I have a situation where I am attempting to create a 'road' network off of the coast of Eastern Australia to analyse tagged fish movements in ArcGIS Pro's Network Analyst, and create an animation of movements where tracks do not move over land.
I have created a fish net feature class with a cell width and height of 0.001 which has been clipped to exclude the land mass (so that routing avoids land). Below screenshot is of a small area of the total coastline, but shows how fine scale I am after. I need the lines to be split at the vertices so that when I create a route for the tagged animal the track avoids land. However, when I try to planarize the geoprocess takes way too long... I have had to cancel it after running for over 4 days without it finishing.
I have tried the split line at vertices option also, without any luck.
Any suggestions would be greatly appreciated!
Current Geospatial system setup
You say cell size was set to 0.001, what units are they in, surely not metres, that's 1mm! I highly doubt you are tracking fish movement at 1mm!
How many polygons do you actually have?
Also if you have billions of polygons and even if you converted them into lines which could be used to construct a network, you'll likely end up with a "road network" more complex than all the roads in the world and then some... Not sure even the mighty ArcPro could handle that....
Thank you for getting back to me, and to Leslie for drawing attention to my question on the forum!
The 'Create Fishnet' tool doesn't allow for the allocation of units prior to running the tool, and just lets you choose a cell size width and height (which I have picked as 0.001). I trialled out a small area for this and it created cell dimensions of 100m x 100m.

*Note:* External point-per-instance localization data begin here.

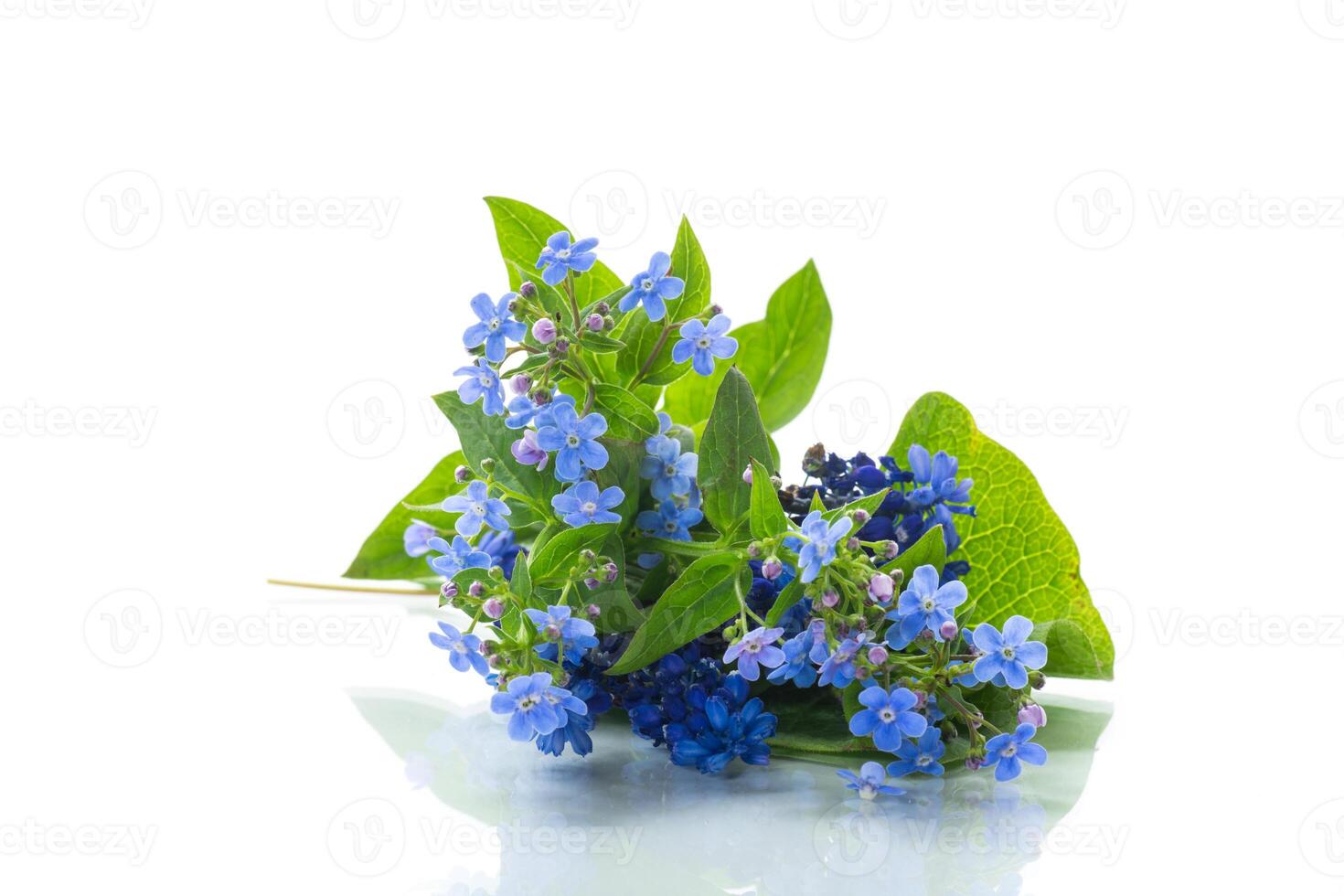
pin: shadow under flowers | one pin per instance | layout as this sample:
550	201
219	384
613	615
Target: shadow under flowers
625	818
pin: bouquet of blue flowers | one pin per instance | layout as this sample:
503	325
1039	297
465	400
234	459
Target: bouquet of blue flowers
614	536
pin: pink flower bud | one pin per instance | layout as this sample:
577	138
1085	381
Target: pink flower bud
1032	715
543	331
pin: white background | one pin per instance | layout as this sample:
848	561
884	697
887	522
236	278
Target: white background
1113	229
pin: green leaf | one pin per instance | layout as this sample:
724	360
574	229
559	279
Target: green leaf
641	335
781	357
626	417
522	231
768	517
383	552
702	600
1023	559
486	437
732	437
600	344
792	594
552	560
1069	646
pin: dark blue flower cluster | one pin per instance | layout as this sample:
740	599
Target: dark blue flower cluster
706	718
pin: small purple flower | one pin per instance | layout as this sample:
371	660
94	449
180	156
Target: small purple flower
477	509
869	781
558	624
415	539
702	343
582	504
496	325
1008	655
755	649
575	443
669	469
464	650
669	521
543	331
481	383
654	288
839	667
1009	752
532	713
887	716
923	604
560	257
1032	715
528	453
920	755
457	557
820	547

Since posting, I have figured out a simple solution to my problem. Initially I created a fishnet as a polyline, which seemed to be causing my problems. I was definitely over thinking the problem .
I will outline my solution:
1) Create a fishnet as a polygon rather than a polyline
2) Convert polygon to line by ignoring neighbouring polygon information
3) Split line at vertices.
4) Bingo - the whole process for a large dataset (with 167,979,456 individual segments) such as this was cut down to around 40 mins.
I also found that I can use 'Generate Tessellation' to introduce polygons with diagonal paths within my AOI. Then I followed the above points 2 and 3 to achieve the same output. I discovered that the route output with square cells was not a very sensible path for the fish to be taking, so introduced the diagonal paths in the form of diamonds, triangles, and hexagons (just to see how the software's output behaved). Triangles are the way to go, and provide a more sensible route along a coastline!